While working on a story about the new weapons, two Times-Standard reporters sought a copy of the DA's policy. Gallegos initially said he would get them a copy, then changed his mind and wouldn't even let them view the document. The Times-Standard then made a formal request a week ago under the state Public Records Act. Gallegos has 10 days to release the use of force policy, or to explain his legal reasons for withholding it.
Since then, Gallegos has offered these comments about the issue, via e-mail:
* “I never said that the information was not available under the Freedom of Information Act. Quite the contrary, I informed you that our use of force policy is not a public record.” To throw around some legal Latin, that's a non sequitur. A FOIA request is the federal equivalent of the California Public Records Act, and is a tool used to pry PUBLIC records out of reluctant PUBLIC officials.
* “I have some reluctance to make use of force policies public information . . . especially when there is no claim that anyone (in the DA's office) has unlawfully used force.”
That has no bearing on whether a policy is public or not. But perhaps Gallegos and his team are being overly sensitive to community polarization about four shooting deaths involving Eureka police officers, going back to Cheri Lyn Moore more than a year ago. DA investigations and findings on three of those deaths are pending, including Moore's.
* “I also informed you that, if you heard from others that (our use of force policy is a public record), to let me know and I would consider others' determinations.”
The Eureka Police Department and the county sheriff's department say their use of force policies are open to the public, as does the DA in San Diego County.

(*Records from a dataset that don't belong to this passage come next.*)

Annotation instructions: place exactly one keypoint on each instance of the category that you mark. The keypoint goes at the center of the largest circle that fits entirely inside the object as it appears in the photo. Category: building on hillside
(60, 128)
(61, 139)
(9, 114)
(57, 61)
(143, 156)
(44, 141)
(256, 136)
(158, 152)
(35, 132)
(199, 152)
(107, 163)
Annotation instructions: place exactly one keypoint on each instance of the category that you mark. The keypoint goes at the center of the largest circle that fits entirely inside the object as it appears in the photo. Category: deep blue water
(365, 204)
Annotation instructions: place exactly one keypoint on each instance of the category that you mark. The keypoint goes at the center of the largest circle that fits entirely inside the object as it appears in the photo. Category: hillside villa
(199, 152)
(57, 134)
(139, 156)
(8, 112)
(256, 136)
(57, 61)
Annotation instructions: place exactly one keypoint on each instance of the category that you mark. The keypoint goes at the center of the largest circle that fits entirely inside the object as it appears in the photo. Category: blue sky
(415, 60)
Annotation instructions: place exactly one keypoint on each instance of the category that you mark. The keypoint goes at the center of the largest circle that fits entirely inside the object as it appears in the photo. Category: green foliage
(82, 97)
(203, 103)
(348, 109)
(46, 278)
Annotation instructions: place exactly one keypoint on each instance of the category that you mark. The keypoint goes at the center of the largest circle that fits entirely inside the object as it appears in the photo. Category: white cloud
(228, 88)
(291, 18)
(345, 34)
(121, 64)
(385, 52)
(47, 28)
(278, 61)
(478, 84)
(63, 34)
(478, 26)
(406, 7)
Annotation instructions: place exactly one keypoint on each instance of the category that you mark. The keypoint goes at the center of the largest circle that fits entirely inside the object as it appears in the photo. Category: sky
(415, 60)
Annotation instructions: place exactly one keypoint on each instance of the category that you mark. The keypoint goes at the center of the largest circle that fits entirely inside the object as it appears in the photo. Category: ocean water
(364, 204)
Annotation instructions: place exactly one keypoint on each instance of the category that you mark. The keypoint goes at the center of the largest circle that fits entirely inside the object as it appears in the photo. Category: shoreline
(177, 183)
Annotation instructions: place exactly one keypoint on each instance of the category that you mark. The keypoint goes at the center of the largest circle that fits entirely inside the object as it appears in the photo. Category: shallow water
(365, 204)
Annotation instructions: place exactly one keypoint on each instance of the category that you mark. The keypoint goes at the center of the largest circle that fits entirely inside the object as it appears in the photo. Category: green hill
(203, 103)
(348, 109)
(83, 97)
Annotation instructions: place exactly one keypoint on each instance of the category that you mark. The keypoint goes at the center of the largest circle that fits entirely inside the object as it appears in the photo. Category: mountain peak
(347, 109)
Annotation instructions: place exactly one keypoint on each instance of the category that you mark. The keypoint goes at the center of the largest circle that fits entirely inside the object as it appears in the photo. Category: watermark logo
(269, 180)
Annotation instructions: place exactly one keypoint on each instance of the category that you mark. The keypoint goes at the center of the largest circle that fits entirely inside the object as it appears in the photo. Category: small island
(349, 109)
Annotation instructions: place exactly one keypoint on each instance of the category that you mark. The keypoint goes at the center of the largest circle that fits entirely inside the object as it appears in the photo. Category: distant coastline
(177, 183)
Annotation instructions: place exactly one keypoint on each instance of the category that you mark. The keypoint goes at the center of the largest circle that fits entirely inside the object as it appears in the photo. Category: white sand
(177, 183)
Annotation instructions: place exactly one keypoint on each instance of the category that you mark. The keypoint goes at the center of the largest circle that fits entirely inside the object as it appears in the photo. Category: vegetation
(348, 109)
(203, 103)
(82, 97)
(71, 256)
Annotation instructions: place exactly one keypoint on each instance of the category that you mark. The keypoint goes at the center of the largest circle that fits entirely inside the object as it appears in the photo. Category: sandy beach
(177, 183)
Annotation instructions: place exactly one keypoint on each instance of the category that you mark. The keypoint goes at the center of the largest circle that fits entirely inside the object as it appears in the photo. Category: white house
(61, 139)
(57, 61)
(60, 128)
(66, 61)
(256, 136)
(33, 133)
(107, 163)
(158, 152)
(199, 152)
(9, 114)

So do two open-records experts we checked with -- attorneys who said the law is clear: The public not only has a right to view use of force policies, but to receive copies.
Also, the California Peace Officers' Association says such policies are important in creating public confidence in law enforcement. To do that, of course, the public must know what the policy is.
We have to wonder: Why all this bobbing and weaving, especially by somebody who should know the law? If the DA's office has a use of force policy, let's see it. If it does not, then it should 'fess up and create one (the California Peace Officers' Association has a sample you can adapt). Then put it online, so everyone can see it. That should free up time to produce the long-overdue report on Moore's death.